I wonder where Muller is with his search for Nemesis. Apparently he once told a sceptical questioner: "Give me a million dollars and I'll find it!"
Hi Dilip nice post. Asimov wrote an interesting novel Nemesis with a similar theme.. the good doctor proposed a mission to mullers star ...good read
By then, paleontologists David Raup and John Sepkoski had carefully gathered a lot of data on extinctions from fossils.
Ah! But didn't any one tell you that fossils are all a big hoax? That they were buried by millions of immoral atheists to prove evolution?
Or did you miss that class? :-))
Excellent post D.
A few flamebait comments on Deeshaa.org, or dcubed, in an impotent rage, and on with the rest of day.
Nice going Tarun - THE "elite blogger" - LOL!!
TTG: One can only guess the size of those balls to log in here as anon and rant on size of penis.

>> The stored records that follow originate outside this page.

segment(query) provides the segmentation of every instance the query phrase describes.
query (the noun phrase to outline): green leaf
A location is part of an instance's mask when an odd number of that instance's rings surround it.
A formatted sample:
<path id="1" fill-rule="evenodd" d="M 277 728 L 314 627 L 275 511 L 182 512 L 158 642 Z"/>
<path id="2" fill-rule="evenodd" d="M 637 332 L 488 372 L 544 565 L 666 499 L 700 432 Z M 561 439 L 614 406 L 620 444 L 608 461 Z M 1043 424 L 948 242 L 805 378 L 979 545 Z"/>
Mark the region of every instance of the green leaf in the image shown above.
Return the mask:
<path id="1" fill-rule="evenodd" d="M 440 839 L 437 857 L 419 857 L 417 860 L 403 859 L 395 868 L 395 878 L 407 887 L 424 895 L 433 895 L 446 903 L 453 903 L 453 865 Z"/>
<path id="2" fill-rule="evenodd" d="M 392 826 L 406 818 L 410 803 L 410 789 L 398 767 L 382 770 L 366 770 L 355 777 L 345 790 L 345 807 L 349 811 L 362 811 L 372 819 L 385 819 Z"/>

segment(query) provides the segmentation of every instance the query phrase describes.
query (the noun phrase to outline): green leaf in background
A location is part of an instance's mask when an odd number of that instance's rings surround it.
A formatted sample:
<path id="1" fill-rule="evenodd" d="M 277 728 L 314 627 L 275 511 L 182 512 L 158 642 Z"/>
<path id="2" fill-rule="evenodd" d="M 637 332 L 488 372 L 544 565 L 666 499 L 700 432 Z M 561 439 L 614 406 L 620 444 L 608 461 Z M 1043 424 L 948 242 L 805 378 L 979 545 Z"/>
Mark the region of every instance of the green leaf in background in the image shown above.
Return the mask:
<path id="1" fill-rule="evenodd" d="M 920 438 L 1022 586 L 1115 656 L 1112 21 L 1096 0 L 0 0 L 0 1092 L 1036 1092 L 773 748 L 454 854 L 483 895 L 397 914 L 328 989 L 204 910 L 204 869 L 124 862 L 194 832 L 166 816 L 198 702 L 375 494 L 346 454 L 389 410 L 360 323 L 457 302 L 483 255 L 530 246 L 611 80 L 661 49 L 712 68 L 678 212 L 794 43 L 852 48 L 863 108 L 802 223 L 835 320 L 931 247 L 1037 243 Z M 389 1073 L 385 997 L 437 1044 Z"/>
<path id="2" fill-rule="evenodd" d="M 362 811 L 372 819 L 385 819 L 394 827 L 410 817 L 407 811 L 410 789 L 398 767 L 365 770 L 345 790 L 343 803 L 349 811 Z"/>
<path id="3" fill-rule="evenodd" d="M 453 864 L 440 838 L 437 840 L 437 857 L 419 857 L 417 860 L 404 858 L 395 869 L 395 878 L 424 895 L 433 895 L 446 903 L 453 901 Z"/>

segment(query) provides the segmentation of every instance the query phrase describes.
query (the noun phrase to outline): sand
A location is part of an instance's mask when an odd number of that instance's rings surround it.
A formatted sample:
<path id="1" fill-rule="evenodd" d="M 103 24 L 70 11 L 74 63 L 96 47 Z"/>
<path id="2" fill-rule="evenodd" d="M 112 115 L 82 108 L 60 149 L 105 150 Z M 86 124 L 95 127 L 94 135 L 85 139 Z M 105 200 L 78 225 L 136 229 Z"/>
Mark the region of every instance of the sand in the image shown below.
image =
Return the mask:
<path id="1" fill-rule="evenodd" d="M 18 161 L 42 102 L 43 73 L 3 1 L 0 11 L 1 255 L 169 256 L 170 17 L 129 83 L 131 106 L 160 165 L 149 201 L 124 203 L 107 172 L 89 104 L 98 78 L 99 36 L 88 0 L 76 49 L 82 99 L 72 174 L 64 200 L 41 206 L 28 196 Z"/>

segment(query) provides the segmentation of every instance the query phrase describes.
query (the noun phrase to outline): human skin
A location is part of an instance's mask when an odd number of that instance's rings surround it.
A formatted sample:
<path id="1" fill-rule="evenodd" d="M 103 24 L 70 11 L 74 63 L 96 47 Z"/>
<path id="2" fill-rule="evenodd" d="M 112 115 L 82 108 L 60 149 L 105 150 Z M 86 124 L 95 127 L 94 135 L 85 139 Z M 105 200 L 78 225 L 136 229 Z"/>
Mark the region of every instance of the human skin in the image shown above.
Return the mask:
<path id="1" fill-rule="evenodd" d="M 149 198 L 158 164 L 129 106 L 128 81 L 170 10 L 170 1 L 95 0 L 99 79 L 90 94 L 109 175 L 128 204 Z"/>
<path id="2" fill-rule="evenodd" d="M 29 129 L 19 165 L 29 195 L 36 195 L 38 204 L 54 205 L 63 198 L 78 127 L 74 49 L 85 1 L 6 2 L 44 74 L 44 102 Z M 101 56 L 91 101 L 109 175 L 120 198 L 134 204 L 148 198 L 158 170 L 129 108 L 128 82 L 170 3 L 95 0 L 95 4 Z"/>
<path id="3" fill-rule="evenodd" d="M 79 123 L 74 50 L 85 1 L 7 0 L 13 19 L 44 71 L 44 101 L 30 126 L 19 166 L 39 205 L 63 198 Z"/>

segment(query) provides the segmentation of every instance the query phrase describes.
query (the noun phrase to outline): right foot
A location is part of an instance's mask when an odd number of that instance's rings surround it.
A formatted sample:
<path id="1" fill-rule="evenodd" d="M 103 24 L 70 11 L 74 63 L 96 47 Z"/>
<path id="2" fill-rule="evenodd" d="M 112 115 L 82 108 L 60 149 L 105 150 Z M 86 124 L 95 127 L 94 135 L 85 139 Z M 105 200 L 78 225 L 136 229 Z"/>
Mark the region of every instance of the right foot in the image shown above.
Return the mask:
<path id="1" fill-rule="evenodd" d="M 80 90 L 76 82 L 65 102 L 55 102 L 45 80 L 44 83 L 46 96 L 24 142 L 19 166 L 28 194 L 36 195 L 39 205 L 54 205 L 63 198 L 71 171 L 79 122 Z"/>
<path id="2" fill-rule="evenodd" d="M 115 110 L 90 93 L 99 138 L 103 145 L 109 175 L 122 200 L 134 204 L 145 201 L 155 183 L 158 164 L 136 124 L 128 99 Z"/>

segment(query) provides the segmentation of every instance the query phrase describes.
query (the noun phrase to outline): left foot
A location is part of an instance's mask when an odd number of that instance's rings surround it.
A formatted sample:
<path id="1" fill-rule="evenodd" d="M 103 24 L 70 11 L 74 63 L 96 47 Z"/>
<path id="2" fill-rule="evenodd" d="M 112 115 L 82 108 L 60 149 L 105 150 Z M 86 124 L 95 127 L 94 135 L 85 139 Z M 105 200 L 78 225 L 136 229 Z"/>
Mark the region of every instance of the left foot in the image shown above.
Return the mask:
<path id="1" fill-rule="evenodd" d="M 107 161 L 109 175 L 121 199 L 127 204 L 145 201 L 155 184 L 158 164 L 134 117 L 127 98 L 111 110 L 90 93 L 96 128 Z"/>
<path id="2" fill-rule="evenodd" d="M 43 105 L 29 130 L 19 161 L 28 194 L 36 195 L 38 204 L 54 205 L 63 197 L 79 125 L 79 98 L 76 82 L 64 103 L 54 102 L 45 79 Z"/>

Let's see if Dilip has balls to publish this (oh the message will reach TTG neverthless - yaha nahi to aur khani)
Guessed it right.
Dilip's balls are maybe a veebit tinyer than Taruns. Else my post would have made it.
Nevertheless Dilip, message has been conveyed to Tarun (I mean about his ball size) - LOL...
Here's a tip: Maybe you'll show up without underwear at next Delhi blog and I'll show up with vernier callipers. TTG could arrange a contest. My bets are on you snatching the "elite blogger" title with your midget sized peas.